There are three things to look at when you pick it out

Pedigree, pedigree and pedigree. My brother on law had a great one (good pedigree) a friend of mine has an adaquate one (no field champ master hunter for parents) many people take a titled sire and mate their untitled ***** to them. You need to be carefull. you are going to own the animal for many years (hopefully) The initial cost will be forgotten and the quality will be forever remembered. Get a good one. Good luck!

P.S. You still have time to change your mind and get a lab! :wink:


----------



## Guest (Jul 17, 2006)

btw, I just found your post "Posted: Sun Jul 16, 2006 3:30 pm Post subject:

--------------------------------------------------------------------------------

Its hard to beat a good lab for field or water they are a well rounded dog and i think one of the best family dogs too. you can find good lab pups all over the place they are easy to come by and i think one of the easiest to train but thats just my 2cents.

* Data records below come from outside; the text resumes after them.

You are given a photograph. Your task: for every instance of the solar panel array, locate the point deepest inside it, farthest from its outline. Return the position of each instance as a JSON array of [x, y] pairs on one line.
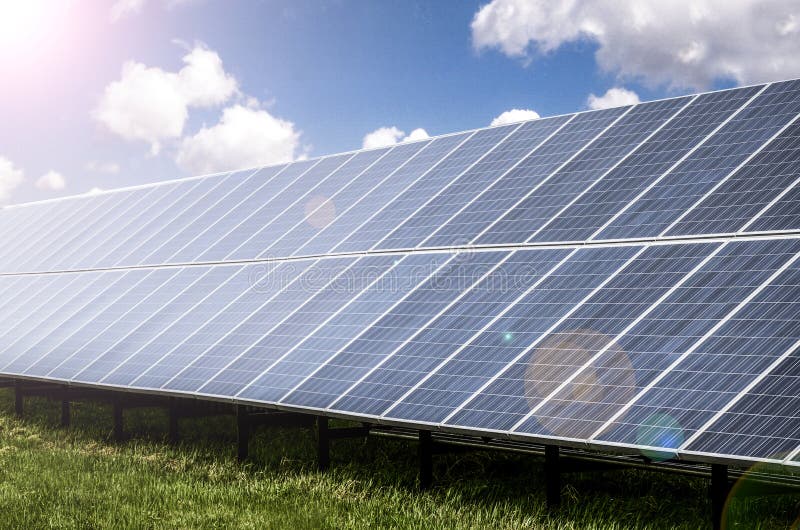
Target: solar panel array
[[621, 278]]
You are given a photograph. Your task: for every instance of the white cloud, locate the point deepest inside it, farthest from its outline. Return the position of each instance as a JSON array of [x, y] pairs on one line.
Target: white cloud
[[680, 43], [123, 8], [244, 137], [51, 181], [515, 115], [10, 177], [386, 136], [614, 97], [152, 105], [102, 167]]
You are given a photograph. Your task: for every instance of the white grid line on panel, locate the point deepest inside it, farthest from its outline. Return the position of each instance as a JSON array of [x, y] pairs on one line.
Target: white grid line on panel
[[446, 186], [43, 232], [135, 285], [59, 245], [318, 327], [477, 334], [509, 365], [91, 319], [45, 303], [775, 200], [609, 170], [619, 335], [444, 157], [124, 238], [280, 322], [694, 346], [729, 175], [367, 194], [789, 460], [179, 212], [242, 221], [672, 168], [244, 320], [763, 375], [497, 180], [224, 196], [140, 302], [552, 174], [319, 158], [175, 321], [602, 243], [209, 319], [332, 197], [120, 218], [280, 214], [366, 328], [423, 327]]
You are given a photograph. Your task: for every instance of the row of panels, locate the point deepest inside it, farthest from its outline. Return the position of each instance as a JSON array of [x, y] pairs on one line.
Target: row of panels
[[692, 347], [711, 163]]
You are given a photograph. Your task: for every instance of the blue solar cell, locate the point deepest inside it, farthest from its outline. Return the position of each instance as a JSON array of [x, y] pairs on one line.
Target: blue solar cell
[[219, 239], [764, 423], [409, 364], [320, 183], [387, 223], [315, 311], [316, 349], [515, 393], [398, 325], [277, 303], [530, 214], [367, 226], [419, 228], [334, 219], [111, 324], [238, 187], [636, 358]]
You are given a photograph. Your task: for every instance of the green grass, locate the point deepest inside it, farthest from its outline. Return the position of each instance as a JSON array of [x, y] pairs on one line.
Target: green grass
[[57, 478]]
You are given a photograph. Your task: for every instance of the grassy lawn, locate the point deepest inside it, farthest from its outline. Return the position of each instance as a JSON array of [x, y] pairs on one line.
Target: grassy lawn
[[56, 478]]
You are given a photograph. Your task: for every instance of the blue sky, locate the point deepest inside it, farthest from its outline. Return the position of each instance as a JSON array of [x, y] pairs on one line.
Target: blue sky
[[106, 94]]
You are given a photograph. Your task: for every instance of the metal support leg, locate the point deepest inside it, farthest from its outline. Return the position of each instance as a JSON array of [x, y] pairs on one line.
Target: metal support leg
[[119, 432], [425, 460], [552, 476], [243, 433], [719, 493], [19, 401], [323, 444], [65, 413], [173, 423]]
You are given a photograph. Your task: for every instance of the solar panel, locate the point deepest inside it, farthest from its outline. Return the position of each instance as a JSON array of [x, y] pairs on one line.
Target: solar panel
[[624, 279]]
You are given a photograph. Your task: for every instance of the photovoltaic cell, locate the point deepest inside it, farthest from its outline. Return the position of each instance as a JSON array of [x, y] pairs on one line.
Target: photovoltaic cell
[[621, 167], [411, 362], [417, 230], [657, 340], [316, 349], [327, 284], [505, 208]]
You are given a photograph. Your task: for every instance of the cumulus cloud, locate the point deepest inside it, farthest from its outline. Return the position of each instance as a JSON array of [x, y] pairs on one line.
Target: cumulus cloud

good luck with whatever you deside.
_________________
"Courage is Being Scared to Death and Saddling up Anyway" John Wayne "
:beer:


----------



## airman (Jul 16, 2006)

I do own a golden and she's the best thing i've hunted behind. From 7 weeks old i have woked her on birds. i brought a phasant wing with me when i picked her out to see wich one of the dogs were "birdie". From family dog to hunting dog you can't beat a golden in my opinion!


----------



## Scott Schuchard (Nov 23, 2002)

r u dun i have 3 labs now and we are gettin this golden for free from a guy who dosnt have time for him. i hunted behide it once and he is a great dog i've never been around it when it wasnt huntin so i was just wonderin if they are good house dogs too


----------



## Chuck Smith (Feb 22, 2005)

Goldens are great dogs. I have had three. THey are great hunters and family dogs.

I have hunted everything from....grouse to big old canada's.....they have tackled them all. All of my goldens have loved the water. Some might shy away from it. But I think is because of the way they were introduced.

First off....how old is this dog?


----------



## Scott Schuchard (Nov 23, 2002)

the dog is 3yrs


----------



## desert setter (Oct 15, 2005)

I am obviosly a setter guy but I would not hesatate to own another golden. No matter what kind of hunter it turns out to be, you won't miss as a family dog, especially if you have kids! Best of luck.


----------



## Chuck Smith (Feb 22, 2005)

So if the dog is 3 it has been hunted and you should be fine. Just introduce to water on warm days and see how it reacts. Make it fun.

Also just introduce to birds and see how it reacts. But if you have hunted with it you will be fine.


----------



## Bobm (Aug 26, 2003)

Even if its never been hunting it still will have the same instincts it was born with, so it will probably hunt fine. Its either got it or it doesn't and most goldens are real nice dogs.


----------



## Guest (Jul 18, 2006)

drdeerhunter ....Goldie locks and the three labs! you might be able to write some kind of bedtime story for us! I have three labs myself and love em a ton. one is retired at 12.5 and the other two littermates will be 2 in sept.  Good luck with the new addition to the pack. If you know the dog you should be fine. Just get ready to do some hair trimming, the one my brother in law had picked up cockle burrs etc like crazy and all i've ever had to do with my labs is give em a flick. his did great as a ducker and upland so have fun!


----------



## Guest (Dec 22, 2006)

drdeerhunter, how did the golden work for you this fall?

Merry Christmas!!


----------